Advanced Greedy Techniques: Priority Queues, Two-Pass Greedy, and Lookahead Strategies

LeetCopilot Team
Dec 30, 2025
15 min read
Greedy AlgorithmAdvanced TechniquesPriority QueueTwo-PassHard Problems
Master advanced greedy patterns for Hard-level problems. Learn two-pass greedy (Candy), greedy with priority queues, lookahead strategies, and monotonic stack combinations.

Basic greedy gets you through Easy and Medium problems. But Hard-level greedy requires advanced techniques that most developers never learn.

This guide teaches you four advanced greedy patterns that unlock the hardest problems: two-pass greedy, greedy with priority queues, lookahead strategies, and greedy with preprocessing.

TL;DR

Four advanced techniques:

  1. Two-Pass Greedy - Handle constraints from both directions (Candy)
  2. Greedy + Priority Queue - Dynamic selection of optimal element
  3. Greedy + Lookahead - BFS-style range expansion (Jump Game II)
  4. Greedy + Preprocessing - Monotonic stack + greedy (Remove K Digits)

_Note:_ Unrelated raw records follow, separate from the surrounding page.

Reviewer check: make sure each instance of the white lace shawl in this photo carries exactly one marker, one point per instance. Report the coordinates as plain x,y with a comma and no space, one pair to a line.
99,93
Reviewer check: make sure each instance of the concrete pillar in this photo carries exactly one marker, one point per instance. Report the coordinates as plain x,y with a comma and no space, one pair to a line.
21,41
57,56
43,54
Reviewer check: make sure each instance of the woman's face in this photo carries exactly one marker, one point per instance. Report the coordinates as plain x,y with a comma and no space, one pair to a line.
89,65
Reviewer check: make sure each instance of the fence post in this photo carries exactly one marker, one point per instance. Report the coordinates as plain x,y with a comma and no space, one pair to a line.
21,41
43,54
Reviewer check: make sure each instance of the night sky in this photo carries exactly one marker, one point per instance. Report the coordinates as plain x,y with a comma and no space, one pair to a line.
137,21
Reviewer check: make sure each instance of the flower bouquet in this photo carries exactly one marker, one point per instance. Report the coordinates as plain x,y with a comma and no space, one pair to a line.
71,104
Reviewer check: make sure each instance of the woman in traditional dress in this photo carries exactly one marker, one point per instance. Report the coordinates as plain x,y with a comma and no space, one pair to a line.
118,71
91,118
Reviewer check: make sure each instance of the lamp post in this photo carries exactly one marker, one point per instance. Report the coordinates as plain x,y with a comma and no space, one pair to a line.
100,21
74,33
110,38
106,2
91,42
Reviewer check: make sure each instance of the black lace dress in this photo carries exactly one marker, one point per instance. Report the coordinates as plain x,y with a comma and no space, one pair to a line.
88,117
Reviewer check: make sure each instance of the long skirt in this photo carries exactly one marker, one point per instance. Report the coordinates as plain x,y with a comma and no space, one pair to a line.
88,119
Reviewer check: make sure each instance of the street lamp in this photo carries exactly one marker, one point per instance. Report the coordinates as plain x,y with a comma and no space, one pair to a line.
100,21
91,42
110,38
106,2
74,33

When basic greedy isn't enough:

  • Multiple conflicting constraints
  • Need dynamic optimal selection
  • Require lookahead
  • Complex state management

When Basic Greedy Isn't Enough

Limitations of Basic Greedy

Basic greedy works when:

  • Single pass suffices
  • Constraints from one direction
  • Static selection criteria

Basic greedy fails when:

  • ❌ Constraints from multiple directions
  • ❌ Need to track dynamic optimal
  • ❌ Require lookahead
  • ❌ Complex dependencies

Recognizing Advanced Patterns

Two-pass needed when:

  • "Each element must satisfy left AND right constraints"
  • Example: Candy (#135)

Priority queue needed when:

  • "Select k best elements dynamically"
  • "Maintain optimal while adding/removing"
  • Example: Hire K Workers (#857)

Lookahead needed when:

  • "Minimum steps/jumps"
  • "Expand reachable range"
  • Example: Jump Game II (#45)

Technique 1: Two-Pass Greedy

The Pattern

Problem type: Each element has constraints from both left and right neighbors.

Solution: Two passes—left-to-right, then right-to-left—combining results.

Why it works: Each pass handles one direction's constraints. Combining ensures both are satisfied.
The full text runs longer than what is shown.